When implementing integration projects, it's quite common that upstream systems don't have the capabilities to push messages to downstream systems, or that due to different constraints or non-functional requirements, the receivers are required to pull for messages from those systems. Gregor Hohpe describes in his book "Enterprise Integration Patterns" the Polling Consumer Pattern, in which a receiver is in charge of polling for messages from a source system. In this pattern, the receiver usually polls for messages with an incremental approach, i.e. polling only for changes from the source system; as opposed to getting a full extract. In most of these scenarios, the provider system does not keep any state on behalf of the receiver; thus, it is up to the receiver to keep a state which allows it to get changes since the previous successful poll.
Azure Logic Apps provides many trigger connectors which already implement the Polling Consumer Pattern out-of-the-box. For example, the Salesforce adapter, can trigger a workflow when a record is created or modified; the SharePoint adapter can initiate a workflow when a file or an item is created or modified; and the Gmail adapter can start a workflow when an email arrives.
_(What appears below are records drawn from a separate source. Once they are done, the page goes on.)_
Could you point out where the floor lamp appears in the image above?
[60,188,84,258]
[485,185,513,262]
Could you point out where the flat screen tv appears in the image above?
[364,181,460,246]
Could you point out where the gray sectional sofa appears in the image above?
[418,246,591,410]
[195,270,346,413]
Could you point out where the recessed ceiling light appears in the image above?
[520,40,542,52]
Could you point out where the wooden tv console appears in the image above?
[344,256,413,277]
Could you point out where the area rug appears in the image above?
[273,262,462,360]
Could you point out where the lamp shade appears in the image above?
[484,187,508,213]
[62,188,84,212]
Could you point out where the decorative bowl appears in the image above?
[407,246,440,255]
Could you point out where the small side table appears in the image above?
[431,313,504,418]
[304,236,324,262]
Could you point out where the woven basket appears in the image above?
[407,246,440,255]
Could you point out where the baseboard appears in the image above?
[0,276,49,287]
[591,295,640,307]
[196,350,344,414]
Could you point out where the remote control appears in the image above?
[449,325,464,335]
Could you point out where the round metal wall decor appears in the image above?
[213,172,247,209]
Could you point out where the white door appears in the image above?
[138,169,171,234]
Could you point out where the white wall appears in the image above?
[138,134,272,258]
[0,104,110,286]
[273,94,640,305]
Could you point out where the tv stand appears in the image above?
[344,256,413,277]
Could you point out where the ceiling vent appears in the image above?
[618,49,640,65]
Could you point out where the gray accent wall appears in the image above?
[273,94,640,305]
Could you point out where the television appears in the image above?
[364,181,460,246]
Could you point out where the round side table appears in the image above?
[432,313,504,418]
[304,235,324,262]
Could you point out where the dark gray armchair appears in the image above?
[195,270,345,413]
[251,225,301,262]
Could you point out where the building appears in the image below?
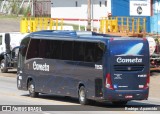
[51,0,152,32]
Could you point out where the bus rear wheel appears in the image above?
[0,59,8,73]
[112,101,128,105]
[78,86,88,105]
[28,80,39,97]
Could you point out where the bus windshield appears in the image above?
[111,40,145,56]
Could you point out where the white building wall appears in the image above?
[51,0,111,26]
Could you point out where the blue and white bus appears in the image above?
[17,31,150,105]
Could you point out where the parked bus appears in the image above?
[17,31,150,105]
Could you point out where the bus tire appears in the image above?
[78,86,88,105]
[0,59,8,73]
[112,101,128,106]
[28,80,39,97]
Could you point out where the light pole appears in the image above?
[87,0,91,31]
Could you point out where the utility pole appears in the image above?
[87,0,91,31]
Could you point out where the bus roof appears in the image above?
[26,30,142,41]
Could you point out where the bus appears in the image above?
[17,30,150,105]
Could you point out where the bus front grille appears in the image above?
[114,65,144,71]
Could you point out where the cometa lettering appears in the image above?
[117,57,142,63]
[33,61,49,71]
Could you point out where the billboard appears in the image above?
[130,0,151,16]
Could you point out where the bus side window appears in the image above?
[85,42,95,62]
[62,41,73,60]
[26,39,40,59]
[73,41,85,61]
[95,43,105,62]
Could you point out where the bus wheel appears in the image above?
[28,80,39,97]
[0,59,8,73]
[78,86,88,105]
[112,101,128,105]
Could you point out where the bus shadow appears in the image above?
[23,94,160,111]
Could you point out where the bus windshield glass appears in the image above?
[111,40,145,56]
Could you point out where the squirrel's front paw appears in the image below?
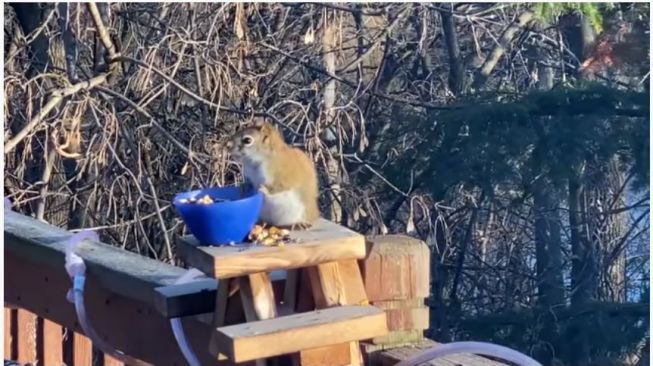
[258,186,270,196]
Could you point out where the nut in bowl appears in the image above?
[173,186,263,245]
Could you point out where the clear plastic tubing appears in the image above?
[395,342,542,366]
[65,231,139,365]
[170,268,204,366]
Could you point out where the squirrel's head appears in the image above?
[227,118,284,163]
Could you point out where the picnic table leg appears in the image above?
[238,272,277,366]
[300,259,368,366]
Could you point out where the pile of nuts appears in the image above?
[179,194,226,205]
[247,225,290,247]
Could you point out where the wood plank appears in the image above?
[4,211,191,304]
[154,271,286,319]
[370,297,426,310]
[385,306,430,332]
[370,340,508,366]
[308,260,367,365]
[177,220,366,278]
[16,309,37,364]
[299,343,351,366]
[4,306,15,360]
[371,329,424,345]
[215,306,387,362]
[72,332,93,366]
[104,355,125,366]
[239,272,277,322]
[4,251,232,366]
[41,319,63,365]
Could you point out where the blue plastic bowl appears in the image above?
[173,186,263,246]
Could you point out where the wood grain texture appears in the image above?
[41,319,63,365]
[4,307,15,360]
[361,235,430,302]
[4,252,233,366]
[216,306,387,362]
[370,340,508,366]
[104,355,125,366]
[239,272,277,321]
[72,332,93,366]
[4,211,191,304]
[177,219,366,278]
[16,309,37,363]
[371,329,425,346]
[385,306,430,332]
[300,259,374,365]
[299,343,351,366]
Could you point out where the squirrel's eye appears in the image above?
[240,136,254,146]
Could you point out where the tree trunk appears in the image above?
[322,10,342,222]
[440,4,465,95]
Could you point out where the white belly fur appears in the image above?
[260,190,305,226]
[243,163,306,226]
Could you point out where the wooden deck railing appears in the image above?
[4,307,123,366]
[4,211,500,366]
[4,212,222,366]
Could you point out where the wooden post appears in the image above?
[73,332,93,366]
[16,309,37,364]
[5,308,14,360]
[41,319,63,365]
[360,235,431,350]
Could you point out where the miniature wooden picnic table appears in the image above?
[177,219,388,366]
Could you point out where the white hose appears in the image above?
[395,342,542,366]
[170,268,204,366]
[64,230,139,365]
[51,197,542,366]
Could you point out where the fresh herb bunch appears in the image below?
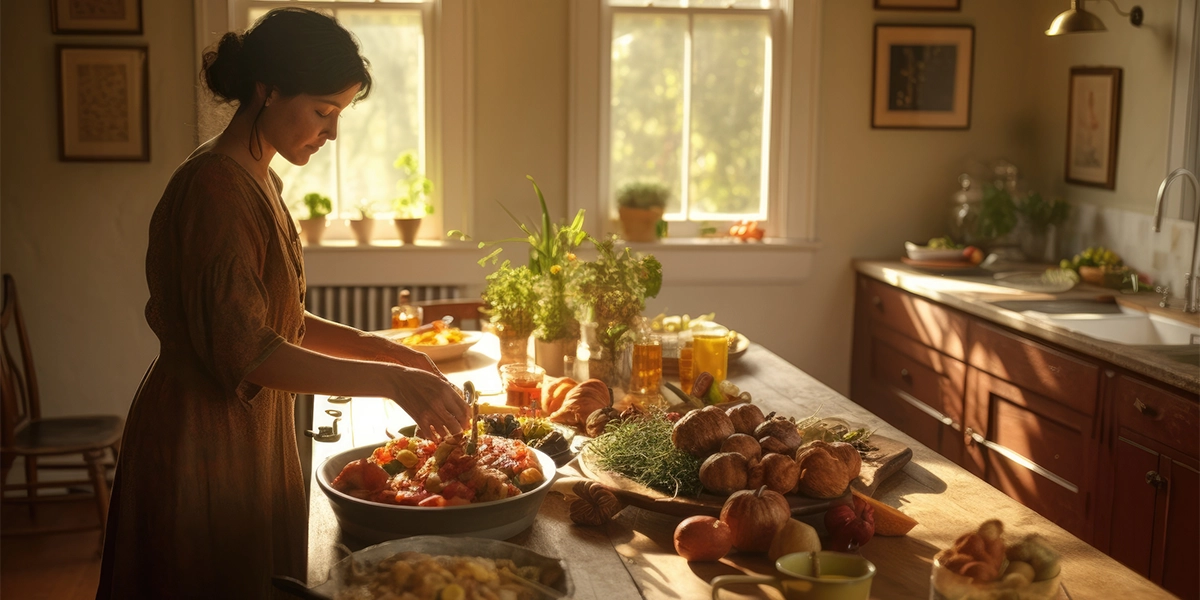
[566,235,662,356]
[976,184,1016,240]
[1016,192,1070,233]
[482,260,538,337]
[588,410,703,496]
[617,181,671,210]
[391,150,433,218]
[301,192,334,218]
[449,175,588,342]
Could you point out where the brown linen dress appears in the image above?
[96,146,307,600]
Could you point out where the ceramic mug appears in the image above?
[713,552,875,600]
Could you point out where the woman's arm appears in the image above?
[300,312,445,379]
[246,340,468,432]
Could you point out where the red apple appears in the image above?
[674,515,733,560]
[962,246,983,264]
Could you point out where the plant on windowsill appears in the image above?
[391,151,433,244]
[293,192,334,246]
[450,175,588,377]
[350,199,374,246]
[617,181,671,241]
[482,260,538,366]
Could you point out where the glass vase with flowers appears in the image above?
[566,235,662,388]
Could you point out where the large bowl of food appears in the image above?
[317,434,554,542]
[290,535,574,600]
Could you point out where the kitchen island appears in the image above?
[308,336,1171,600]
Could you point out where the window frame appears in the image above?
[193,0,474,239]
[568,0,821,240]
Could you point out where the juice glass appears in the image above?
[500,362,546,408]
[679,323,730,385]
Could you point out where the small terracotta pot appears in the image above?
[619,206,662,241]
[350,218,374,246]
[395,218,421,244]
[300,217,329,246]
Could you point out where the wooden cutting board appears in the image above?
[575,436,912,516]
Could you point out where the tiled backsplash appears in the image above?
[1062,204,1195,298]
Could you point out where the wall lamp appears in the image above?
[1046,0,1145,36]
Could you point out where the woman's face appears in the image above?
[258,84,361,166]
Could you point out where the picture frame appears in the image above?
[871,24,974,130]
[875,0,962,11]
[50,0,142,35]
[1063,67,1122,190]
[56,44,150,161]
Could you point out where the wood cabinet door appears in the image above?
[964,367,1094,541]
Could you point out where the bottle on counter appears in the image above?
[391,289,421,329]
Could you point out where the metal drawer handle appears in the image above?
[1133,398,1158,419]
[1146,470,1166,487]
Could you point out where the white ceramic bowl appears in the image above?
[904,241,965,260]
[317,444,554,544]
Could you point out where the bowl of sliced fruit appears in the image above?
[317,433,556,542]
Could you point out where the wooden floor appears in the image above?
[0,502,100,600]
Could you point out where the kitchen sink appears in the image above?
[992,299,1200,346]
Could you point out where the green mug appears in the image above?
[712,552,875,600]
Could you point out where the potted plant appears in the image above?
[392,151,433,244]
[617,181,671,241]
[296,192,334,246]
[451,175,587,377]
[566,235,662,388]
[1016,192,1070,263]
[482,260,538,366]
[350,199,374,246]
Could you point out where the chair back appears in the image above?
[414,298,484,330]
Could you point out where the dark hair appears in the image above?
[200,7,371,106]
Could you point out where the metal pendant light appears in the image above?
[1046,0,1145,36]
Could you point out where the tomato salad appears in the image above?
[331,433,545,506]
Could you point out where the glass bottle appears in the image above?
[391,289,421,329]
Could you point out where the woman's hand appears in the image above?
[391,364,470,436]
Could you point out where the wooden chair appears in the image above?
[0,274,125,540]
[413,298,486,331]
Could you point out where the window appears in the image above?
[194,0,473,238]
[236,0,433,218]
[570,0,820,238]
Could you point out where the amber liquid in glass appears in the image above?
[629,343,662,394]
[679,343,696,394]
[691,335,730,384]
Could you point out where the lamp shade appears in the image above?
[1046,2,1108,36]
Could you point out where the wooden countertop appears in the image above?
[308,336,1172,600]
[854,260,1200,395]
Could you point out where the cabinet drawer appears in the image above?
[1112,374,1200,458]
[967,320,1100,415]
[859,277,967,360]
[871,328,966,425]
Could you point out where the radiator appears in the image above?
[305,284,463,331]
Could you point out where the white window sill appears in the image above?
[305,238,821,288]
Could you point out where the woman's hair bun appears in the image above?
[202,31,253,102]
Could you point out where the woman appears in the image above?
[97,8,467,599]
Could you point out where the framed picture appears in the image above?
[1066,67,1121,190]
[871,25,974,130]
[50,0,142,35]
[875,0,962,11]
[58,46,150,161]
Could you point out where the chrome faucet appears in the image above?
[1154,168,1200,312]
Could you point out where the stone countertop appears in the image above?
[854,260,1200,395]
[300,336,1171,600]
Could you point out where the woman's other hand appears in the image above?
[391,364,470,436]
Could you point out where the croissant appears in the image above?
[550,379,612,431]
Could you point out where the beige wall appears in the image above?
[0,0,1166,422]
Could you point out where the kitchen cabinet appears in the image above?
[1097,370,1200,598]
[851,275,1200,598]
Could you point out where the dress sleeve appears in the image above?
[179,166,284,402]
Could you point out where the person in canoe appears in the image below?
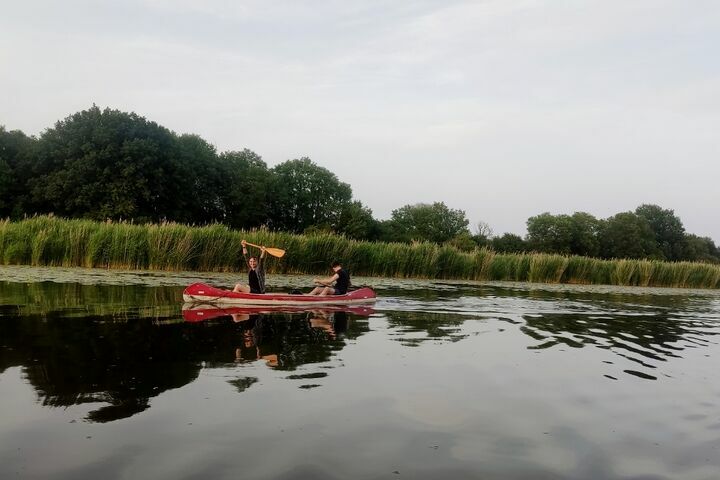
[233,240,265,293]
[308,262,350,295]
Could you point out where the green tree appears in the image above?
[683,233,720,263]
[0,126,36,218]
[570,212,601,257]
[445,232,479,252]
[527,212,573,254]
[220,149,271,228]
[472,221,493,247]
[270,157,352,233]
[490,233,529,253]
[600,212,662,258]
[174,134,227,224]
[335,200,379,240]
[28,106,188,221]
[386,202,469,243]
[635,204,685,260]
[527,212,600,257]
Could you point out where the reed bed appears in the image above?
[0,216,720,288]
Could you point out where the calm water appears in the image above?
[0,267,720,480]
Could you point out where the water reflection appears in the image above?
[0,284,371,423]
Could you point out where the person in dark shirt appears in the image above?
[308,262,350,295]
[233,240,265,293]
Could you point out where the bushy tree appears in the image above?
[635,204,685,260]
[683,234,720,263]
[527,212,600,257]
[385,202,469,243]
[527,212,573,254]
[0,126,37,218]
[335,200,379,240]
[219,149,272,228]
[270,157,352,233]
[472,221,493,247]
[600,212,662,258]
[28,106,188,221]
[570,212,601,257]
[490,233,529,253]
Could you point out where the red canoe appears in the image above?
[183,283,376,306]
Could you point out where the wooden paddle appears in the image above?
[245,242,285,258]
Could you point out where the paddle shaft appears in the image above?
[245,242,285,258]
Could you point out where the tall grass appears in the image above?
[0,216,720,288]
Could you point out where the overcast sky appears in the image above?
[0,0,720,243]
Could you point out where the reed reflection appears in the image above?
[520,312,718,379]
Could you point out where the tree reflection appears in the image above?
[520,313,716,368]
[0,298,368,422]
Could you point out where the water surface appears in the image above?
[0,267,720,479]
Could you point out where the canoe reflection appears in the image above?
[182,304,374,368]
[182,303,375,322]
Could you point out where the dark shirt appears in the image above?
[335,268,350,295]
[243,254,265,293]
All these triggers work on a recurrent basis, e.g. every 5 minutes. For all these triggers, the Logic App adapter has to keep a trigger state or polling watermark which allows the connector to get only changes since the last poll. For example, the Gmail connector has to know if there are new emails since the last time it executed a poll. This trigger state or polling watermark should work even if we temporarily disable the Logic App. Even though there are many trigger connectors that make our life very easy, there might be scenarios in which a polling trigger connector is not available for a particular API or system. For example, what if we need to poll for changes from an Oracle database, from a custom API, or from an Atom feed? In this blog, I will show how to implement a custom Polling Consumer Pattern using Azure Logic Apps for those scenarios in which a trigger connector is not yet available.
To illustrate the implementation of the Polling Consuming pattern, I will implement a fictitious scenario in which 'New Hire´ events in an HR System are used to trigger other processes, e.g. identity and workstation provisioning. You might imagine that the end-to-end scenario could be implemented using the Publish-Subscribe Pattern. That's true, however, on this blog I will focus only on the Polling Consumer interface on the Publisher side.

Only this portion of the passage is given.